13. A close reading of the Madras decision shows that, despite observations to the contrary, that decision recognized the power of the AAC to issue directions to the ITO. The Madras Division Bench observed that (p. 475) :

'It is not in dispute in our case that the direction of the Appellate Assistant Commissioner in regard to the consideration of the circumstances pointed out by him in the assessment of the income from business in sugar was carried out by the Income-tax Officer.'

14. From this, it follows that the Madras decision took full note of the statutory provision contained in s. 251(1)(a) which makes the directions of the AAC binding on the ITO. The Allahabad High Court in J. K. Cotton Spinning and Weaving Mills Co., Ltd. v. CIT : [1963]47ITR906(All) which was referred to and followed by the Madras Division Bench in the above decision clearly recognized that the ITO while making a fresh assessment in compliance with the directions of the AAC, was bound by the directions given by the AAC. It must, however, be pointed out that the Madras decision in portions underlined by us above did say that the ITO is free to disregard the direction of the AAC. With this we disagree.

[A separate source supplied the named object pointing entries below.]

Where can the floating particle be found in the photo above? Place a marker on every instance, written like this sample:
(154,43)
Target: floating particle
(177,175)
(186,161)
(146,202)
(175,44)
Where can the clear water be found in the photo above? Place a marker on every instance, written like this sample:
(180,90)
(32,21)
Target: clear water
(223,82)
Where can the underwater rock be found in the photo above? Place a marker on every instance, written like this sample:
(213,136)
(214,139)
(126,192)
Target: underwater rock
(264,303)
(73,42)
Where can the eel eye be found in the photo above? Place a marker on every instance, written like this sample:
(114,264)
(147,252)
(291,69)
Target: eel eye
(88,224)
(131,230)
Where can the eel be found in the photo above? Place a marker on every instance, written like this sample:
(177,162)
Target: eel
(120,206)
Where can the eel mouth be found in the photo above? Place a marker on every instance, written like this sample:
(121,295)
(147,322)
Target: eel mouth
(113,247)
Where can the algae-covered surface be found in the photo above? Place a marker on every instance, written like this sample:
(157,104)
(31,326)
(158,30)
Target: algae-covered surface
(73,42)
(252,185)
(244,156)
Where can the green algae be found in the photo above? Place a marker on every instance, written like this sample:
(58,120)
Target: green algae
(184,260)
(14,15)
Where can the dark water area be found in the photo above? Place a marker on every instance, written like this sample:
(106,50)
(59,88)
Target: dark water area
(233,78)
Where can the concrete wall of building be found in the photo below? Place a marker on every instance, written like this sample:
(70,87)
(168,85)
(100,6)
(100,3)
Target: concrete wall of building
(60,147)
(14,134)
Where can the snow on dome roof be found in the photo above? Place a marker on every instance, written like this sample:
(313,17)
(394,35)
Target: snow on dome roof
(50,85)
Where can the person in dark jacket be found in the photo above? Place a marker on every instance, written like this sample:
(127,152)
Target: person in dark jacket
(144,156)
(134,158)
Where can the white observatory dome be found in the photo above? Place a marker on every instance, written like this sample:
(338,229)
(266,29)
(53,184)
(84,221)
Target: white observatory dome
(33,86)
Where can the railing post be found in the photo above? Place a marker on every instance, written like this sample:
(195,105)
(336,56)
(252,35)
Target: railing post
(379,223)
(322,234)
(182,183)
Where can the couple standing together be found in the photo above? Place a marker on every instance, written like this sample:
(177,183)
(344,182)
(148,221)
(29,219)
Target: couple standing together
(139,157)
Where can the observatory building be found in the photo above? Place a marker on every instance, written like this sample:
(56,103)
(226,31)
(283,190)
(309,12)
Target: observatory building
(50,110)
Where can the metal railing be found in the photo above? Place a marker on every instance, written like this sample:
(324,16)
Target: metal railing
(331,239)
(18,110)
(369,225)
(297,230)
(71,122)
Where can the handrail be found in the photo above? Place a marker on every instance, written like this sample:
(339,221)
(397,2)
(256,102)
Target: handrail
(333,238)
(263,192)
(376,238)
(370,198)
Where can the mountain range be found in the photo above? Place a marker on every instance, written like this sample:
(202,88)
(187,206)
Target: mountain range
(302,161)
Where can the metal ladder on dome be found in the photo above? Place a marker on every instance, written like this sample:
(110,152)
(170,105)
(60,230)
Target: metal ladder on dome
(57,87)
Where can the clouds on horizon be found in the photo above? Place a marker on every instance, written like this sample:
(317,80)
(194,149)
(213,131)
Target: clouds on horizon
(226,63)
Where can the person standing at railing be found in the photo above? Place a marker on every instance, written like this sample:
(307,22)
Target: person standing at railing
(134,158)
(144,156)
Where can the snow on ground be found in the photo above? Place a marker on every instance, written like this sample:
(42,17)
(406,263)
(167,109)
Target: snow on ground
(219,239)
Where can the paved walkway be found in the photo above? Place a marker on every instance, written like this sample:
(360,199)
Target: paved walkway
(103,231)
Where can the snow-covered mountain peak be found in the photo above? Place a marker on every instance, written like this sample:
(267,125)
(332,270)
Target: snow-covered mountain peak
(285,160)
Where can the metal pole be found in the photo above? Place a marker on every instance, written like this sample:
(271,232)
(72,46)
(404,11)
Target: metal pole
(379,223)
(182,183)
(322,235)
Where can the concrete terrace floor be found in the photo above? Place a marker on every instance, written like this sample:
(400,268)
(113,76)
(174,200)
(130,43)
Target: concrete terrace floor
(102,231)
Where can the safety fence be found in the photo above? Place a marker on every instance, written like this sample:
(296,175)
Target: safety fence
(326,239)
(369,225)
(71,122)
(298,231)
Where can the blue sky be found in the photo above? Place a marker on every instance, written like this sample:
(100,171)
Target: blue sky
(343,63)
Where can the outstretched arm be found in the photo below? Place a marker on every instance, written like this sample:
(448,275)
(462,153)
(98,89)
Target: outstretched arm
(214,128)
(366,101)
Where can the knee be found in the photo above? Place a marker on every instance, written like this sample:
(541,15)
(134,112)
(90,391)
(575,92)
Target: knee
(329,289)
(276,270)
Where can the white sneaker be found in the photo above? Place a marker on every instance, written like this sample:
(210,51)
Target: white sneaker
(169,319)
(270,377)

15. Once it is recognized that s. 251(1)(a) authorises the AAC to issue directions, it should follow that the ITO cannot act contrary to those directions. It may still be debatable whether the ITO can go outside the directions to do something under s. 143(3) of the Act not covered by the direction of the AAC. But, as such a question is not before us, it would by hypothetical to attempt to discuss it here. But we must say that the judgment of this court reported in Pulipati Subbarao and Co. v. AAC of Income-tax : [1959]35ITR673(AP) is clearly supportable on the language of s. 251(1)(a) of the I.T. Act.

16. For the aforementioned reasons, we answer the question referred to this court in favour of the assessee and against the revenue. The assessee shall get his costs. Advocate's fee Rs. 250.